Warum werden denn nach dem Read Befehl (0xBE) noch die 9 Bytes 0xFF gesendet? Naja, wenn es bei den anderen Leuten funktioniert scheint das wohl irgendeinen Sinn zu haben.


----------



## argv_user (27 Juni 2010)

Thomas_v2.1 schrieb:


> Wie oben schon geschrieben spreche ich die Sensoren direkt an, ohne Umweg über diesen Umsetzer.
> Gibt es denn entsprechende Steuerzeichen mit denen der Umsetzer z.B. ein Master-Reset erzeugt (bei dir 0xE3 0xCD)?
> 
> Mein beschriebener Ablauf steht auch so im Handbuch des DS1820.
> ...



Die FFs könnten reine Pausenfüller sein, wenn sie vom DS1820 ignoriert werden; also so eine Art definierte Wartezeit.

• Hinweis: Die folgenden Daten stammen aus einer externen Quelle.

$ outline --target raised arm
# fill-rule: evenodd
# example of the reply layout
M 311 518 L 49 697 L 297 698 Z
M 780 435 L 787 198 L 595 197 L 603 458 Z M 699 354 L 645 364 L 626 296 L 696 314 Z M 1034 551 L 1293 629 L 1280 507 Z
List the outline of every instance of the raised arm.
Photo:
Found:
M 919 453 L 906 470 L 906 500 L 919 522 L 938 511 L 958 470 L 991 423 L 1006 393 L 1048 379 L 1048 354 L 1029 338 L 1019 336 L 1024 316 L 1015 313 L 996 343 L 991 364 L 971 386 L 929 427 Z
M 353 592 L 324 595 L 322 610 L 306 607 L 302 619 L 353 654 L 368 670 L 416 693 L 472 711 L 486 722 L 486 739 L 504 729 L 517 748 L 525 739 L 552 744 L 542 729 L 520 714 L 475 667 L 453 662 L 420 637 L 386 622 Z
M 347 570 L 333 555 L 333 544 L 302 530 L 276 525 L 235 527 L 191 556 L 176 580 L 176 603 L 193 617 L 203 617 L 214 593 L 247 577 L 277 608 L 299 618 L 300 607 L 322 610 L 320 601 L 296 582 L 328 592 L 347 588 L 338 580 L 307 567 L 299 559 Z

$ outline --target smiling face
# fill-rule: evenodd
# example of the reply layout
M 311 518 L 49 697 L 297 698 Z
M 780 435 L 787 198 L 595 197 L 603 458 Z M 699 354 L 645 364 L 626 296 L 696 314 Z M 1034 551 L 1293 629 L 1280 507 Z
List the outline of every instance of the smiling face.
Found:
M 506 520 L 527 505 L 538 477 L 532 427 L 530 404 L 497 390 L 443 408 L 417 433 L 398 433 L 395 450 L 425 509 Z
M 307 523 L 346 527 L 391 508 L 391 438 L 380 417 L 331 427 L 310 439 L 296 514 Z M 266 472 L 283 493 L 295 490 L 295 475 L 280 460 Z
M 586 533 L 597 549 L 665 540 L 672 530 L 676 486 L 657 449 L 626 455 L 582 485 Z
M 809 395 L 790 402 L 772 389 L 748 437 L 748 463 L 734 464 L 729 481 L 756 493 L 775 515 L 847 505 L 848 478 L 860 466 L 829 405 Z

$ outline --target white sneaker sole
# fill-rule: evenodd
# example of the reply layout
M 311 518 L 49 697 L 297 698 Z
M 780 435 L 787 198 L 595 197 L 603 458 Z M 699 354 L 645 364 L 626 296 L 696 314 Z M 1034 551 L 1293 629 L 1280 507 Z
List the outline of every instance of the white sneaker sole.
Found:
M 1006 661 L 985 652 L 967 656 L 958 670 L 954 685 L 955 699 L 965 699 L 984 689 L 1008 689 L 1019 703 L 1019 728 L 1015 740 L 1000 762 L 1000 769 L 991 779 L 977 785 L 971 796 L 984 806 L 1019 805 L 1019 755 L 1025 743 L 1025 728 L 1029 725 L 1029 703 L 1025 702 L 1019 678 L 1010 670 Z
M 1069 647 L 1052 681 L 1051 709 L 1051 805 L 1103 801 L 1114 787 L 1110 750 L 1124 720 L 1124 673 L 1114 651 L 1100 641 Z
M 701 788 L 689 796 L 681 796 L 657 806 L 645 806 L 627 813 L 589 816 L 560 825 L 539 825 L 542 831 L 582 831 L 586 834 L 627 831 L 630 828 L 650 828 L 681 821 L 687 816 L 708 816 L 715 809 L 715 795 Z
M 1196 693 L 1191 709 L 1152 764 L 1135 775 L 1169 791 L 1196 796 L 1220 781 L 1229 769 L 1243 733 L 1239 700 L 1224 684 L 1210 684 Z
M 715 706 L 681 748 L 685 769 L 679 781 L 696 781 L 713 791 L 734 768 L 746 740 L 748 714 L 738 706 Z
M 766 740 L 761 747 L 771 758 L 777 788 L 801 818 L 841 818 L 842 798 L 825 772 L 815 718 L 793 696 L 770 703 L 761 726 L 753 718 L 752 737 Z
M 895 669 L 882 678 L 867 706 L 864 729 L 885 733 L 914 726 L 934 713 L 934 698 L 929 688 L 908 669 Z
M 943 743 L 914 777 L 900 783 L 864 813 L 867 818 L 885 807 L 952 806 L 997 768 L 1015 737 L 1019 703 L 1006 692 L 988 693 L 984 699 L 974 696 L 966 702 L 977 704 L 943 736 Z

Aber sicher bin ich da nicht.


----------



## MichaelHuf (27 Juni 2010)

Hallo,

eine Schnittstellen beschreibung des DS9097U hab ich noch nicht gefunden,
ich hab die Info's aus dieser Lib einer WAGO.
http://www.ip-symcon.de/forum/f41/wago-1-wire-8880/index2.html

Gruss Michael


----------



## Rayk (27 Juni 2010)

Hallo,
im DS9097U ist ein DS2480B als Wandler eingebaut demzufolge ist im Datenblatt des DS2480 alles beschrieben.
Aber nun zu den  16#FF nach 16#BE:
mit 16#BE (Read Scratchpad) wird eine Leseanforderung gestartet und jedes 16#FF sagt, dass ein Byte gelesen werden soll , wenn du nur die Temperatur lesen möchtest, dann genügen 2 x 16#FF wenn du aber die CRC-Prüfsumme auswerten möchtst (oscat lib!), dann müssen 9 Byte gelesen werden also 9 x 16#FF.

mfg.
Rayk


----------



## gravieren (27 Juni 2010)

MichaelHuf schrieb:


> 1. beim auslesen kommt immer in 1. u 2.Byte AA 00 heist 85°C


Du hast die Temperaturmessung NICHT gestartet.

Du liest nur aus  !  


Also starten Temperaturwandelung.
Abwarten der Wandelungszeit (ca. 500 ms)
Auslesen der Temperaturwerte.


----------



## MichaelHuf (27 Juni 2010)

Hallo,

ich hatte die wartezeit zu klein eingestellt steht jetzt auf 600ms.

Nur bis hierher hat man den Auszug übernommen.